The Fiesta Bowl matchup already has drawn the label of “BCS Buster Bowl.” Not sure if that is a compliment or not. Kind of gives the connotation that the two schools are undeserving party crashers when the truth is that both teams are very much worthy of the big stage.

TCU (12-0) has one of the top defenses in the country (led by defensive lineman Jerry Hughes) and a great coach in Gary Patterson. Boise State is known for its offense under coach Chris Petersen and quarterback Kellen Moore is the nation’s most efficient passer.

I’m glad to see both teams among the 10 teams playing in BCS bowls. I just didn’t want to see them play each other.

The other BCS matchups are as follows: National title game — Alabama vs. Texas; Sugar Bowl — Florida vs. Cincinnati; Rose Bowl — Oregon vs. Ohio State and Orange Bowl — Georgia Tech vs. Iowa.

Thought the Holiday Bowl has a good matchup with Arizona playing Nebraska — the Cornhuskers feature the nation’s best defensive player in dominating defensive tackle Ndamunkong Suh. The Poinsettia Bowl pairing of Utah against California is decent.

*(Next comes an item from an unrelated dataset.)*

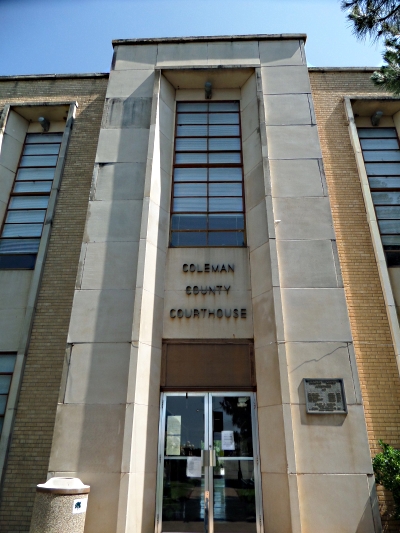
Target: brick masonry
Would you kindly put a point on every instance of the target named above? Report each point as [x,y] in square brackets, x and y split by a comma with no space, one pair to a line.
[31,443]
[375,356]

Some underwhelming matchups include Fresno State vs. Wyoming in the New Mexico Bowl; Ohio University vs. Marshall in the Little Caesars Bowl; South Florida against Northern Illinois in the International Bowl; Middle Tennessee vs. Southern Mississippi in the New Orleans Bowl and Idaho playing Bowling Green in the Humanitarian Bowl.

Idaho and Bowling Green would be a boring early-season game that nobody cared about and it rates as an insufferable pairing for a bowl game. If that’s the best you can do for a bowl matchup, perhaps there needs to be an examination of why there even is a Humanitarian Bowl.

Suddenly, the potential Army vs. Temple matchup in the EagleBank Bowl doesn’t sound so bad (UCLA replaces Army as Temple’s opponent if Army loses to Navy on Dec. 12).

There are 34 postseason bowl games, about 10 too many. As for bowls that carry relevance, you can count them on two hands.

The BCS has rendered most bowl games as meaningless and it will remain that way until a playoff finally becomes part of the college football landscape.